Кроме того, тот факт, что Марина Кохал сама обратилась в полицию, исключает справедливость вывода суда о том, что она может скрыться, а значит, решение суда о заключении её под стражу на этом основании также является незаконным. Заседание, на котором будет рассмотрена жалоба, пройдёт 26 августа. Я убеждён в верности своей позиции, которую мы будем отстаивать в суде.
— По одной из версий, Марина убила мужа из ревности...
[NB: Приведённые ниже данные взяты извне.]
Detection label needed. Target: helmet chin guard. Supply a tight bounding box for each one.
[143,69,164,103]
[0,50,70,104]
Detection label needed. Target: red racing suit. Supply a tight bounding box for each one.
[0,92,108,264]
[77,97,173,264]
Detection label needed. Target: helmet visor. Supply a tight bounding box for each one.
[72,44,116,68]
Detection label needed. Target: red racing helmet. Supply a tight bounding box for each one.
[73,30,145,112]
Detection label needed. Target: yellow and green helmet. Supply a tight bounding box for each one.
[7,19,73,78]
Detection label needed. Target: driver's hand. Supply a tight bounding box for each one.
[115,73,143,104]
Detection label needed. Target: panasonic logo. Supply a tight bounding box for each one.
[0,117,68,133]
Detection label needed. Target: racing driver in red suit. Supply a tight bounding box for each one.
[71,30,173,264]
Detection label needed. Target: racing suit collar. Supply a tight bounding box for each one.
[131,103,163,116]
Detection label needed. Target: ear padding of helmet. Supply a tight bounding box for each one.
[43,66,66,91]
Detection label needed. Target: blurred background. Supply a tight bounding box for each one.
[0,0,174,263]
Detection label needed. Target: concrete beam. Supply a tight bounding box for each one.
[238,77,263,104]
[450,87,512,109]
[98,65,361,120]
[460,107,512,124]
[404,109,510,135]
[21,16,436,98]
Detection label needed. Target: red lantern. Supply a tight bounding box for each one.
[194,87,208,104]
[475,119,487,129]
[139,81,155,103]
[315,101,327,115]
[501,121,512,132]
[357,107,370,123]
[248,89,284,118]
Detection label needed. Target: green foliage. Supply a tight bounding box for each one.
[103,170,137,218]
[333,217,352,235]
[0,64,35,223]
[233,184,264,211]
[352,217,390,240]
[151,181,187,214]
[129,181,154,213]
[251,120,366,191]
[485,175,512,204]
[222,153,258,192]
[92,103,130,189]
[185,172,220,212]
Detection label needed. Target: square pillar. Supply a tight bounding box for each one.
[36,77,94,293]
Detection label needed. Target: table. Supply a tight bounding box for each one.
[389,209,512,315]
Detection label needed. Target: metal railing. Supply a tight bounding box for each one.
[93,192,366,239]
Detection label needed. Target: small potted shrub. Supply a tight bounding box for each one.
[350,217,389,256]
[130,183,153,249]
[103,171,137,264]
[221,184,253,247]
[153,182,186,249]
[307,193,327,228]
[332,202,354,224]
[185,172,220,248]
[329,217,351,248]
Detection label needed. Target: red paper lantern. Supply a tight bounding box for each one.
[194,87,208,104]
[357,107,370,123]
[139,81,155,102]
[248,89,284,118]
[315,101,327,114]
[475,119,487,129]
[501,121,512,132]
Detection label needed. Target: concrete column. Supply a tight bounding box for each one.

— В настоящий момент я не считаю возможным и не хотел бы комментировать обстоятельства данного уголовного дела, однако отмечу, что если говорить о ревности как мотиве в принципе, то ревность не доказывает сам факт убийства. Если в семье кто-то кого-то ревнует, что происходит достаточно часто в нашей жизни, и человек умирает естественной смертью... Раз была ревность, то, значит, убили? Конечно, нет. Должны быть веские доказательства, которых на данный момент нет. Об этом можно говорить, когда установлен сам факт убийства.
— В интернете вас уже называют «специалистом по расчленёнке». Это совпадение, что вы ведёте два схожих дела?
— Такой категории дел, которую вы называете, не существует. Есть одна из криминалистических и криминологических характеристик убийств — расчленение. Но это не больше, чем один из нюансов таких дел. Поэтому я бы не выделял такие дела в отдельную категорию.
Я специализируюсь в первую очередь на уголовных делах как таковых. И ко мне обратились именно как к адвокату, занимающемуся уголовными делами. Поэтому да, это можно назвать совпадением.
У меня были абсолютно разные дела и до этого: по экономическим и коррупционным преступлениям, по насильственным преступлениям, по ДТП и так далее. Были дела, которые мне казались и кажутся очень небанальными именно с юридической точки зрения и в которых удавалось добиться хороших результатов.
— Объясните, что вы понимаете под банальными и небанальными делами.
— Дела могут быть сложны и оригинальны не только с точки зрения фактических обстоятельств, но и с юридической точки зрения. Бывают дела, которые на первый взгляд кажутся простыми (например, дело о краже), но с точки зрения юридического наполнения такие дела могут быть намного сложнее каких-то громких, освещаемых СМИ дел.
Можно провести параллель с гражданскими делами. Некоторые юристы гордятся тем, что выиграли дела на миллионы, а не на 100 рублей. Но цена иска — это вообще не показатель. И я никогда не понимал и не пойму в данном случае оценки по количественной характеристике. Цена иска по гражданским делам абсолютно не связана напрямую со сложностью этого дела.
То же самое встречается и в уголовных делах. Небольшая тяжесть преступления, отсутствие резонанса не свидетельствуют о том, что дело простое. И для таких дел, небанальных, зачастую нужно прилагать гораздо больше усилий для решения правового конфликта.
— Есть ли особенности в общении с такими подзащитными, как Соколов или Кохал?
— Нет, я общаюсь со своими подзащитными одинаково, вне зависимости от дела. Каждый человек имеет право на защиту. Именно каждый. Конституция уравнивает людей в том смысле, что любому человеку гарантирована квалифицированная юридическая помощь, право на защиту. А что касается общения, то я просто делаю свою работу и защищаю людей от незаконного и необоснованного — полностью или частично — обвинения, защищаю их права в ходе уголовного преследования.
— Как вы ощущаете себя в связи с тем, что ведёте такие специфичные дела? Даёте волю эмоциям или всё же абстрагировались от них, как профессионал?
— Приведу пример вашего коллеги Ивана Голунова. Представьте себе, если бы адвокат, который вступал в дело Голунова, сказал, что он не будет этим заниматься, так как это связано с наркотиками, что наркотики — это ужас, бич XX и XXI веков, что людей по таким делам защищать вообще нельзя и вести он его отказывается по той причине, что у него на личностном и эмоциональном уровне отторжение, сказали бы вы, что адвокат — молодец? Нет, конечно. Потому что вы уже видите по факту, что так говорить нельзя. И так работает в других делах: когда мы начинаем выбирать, где и какие эмоции нам испытывать, то право на защиту рушится.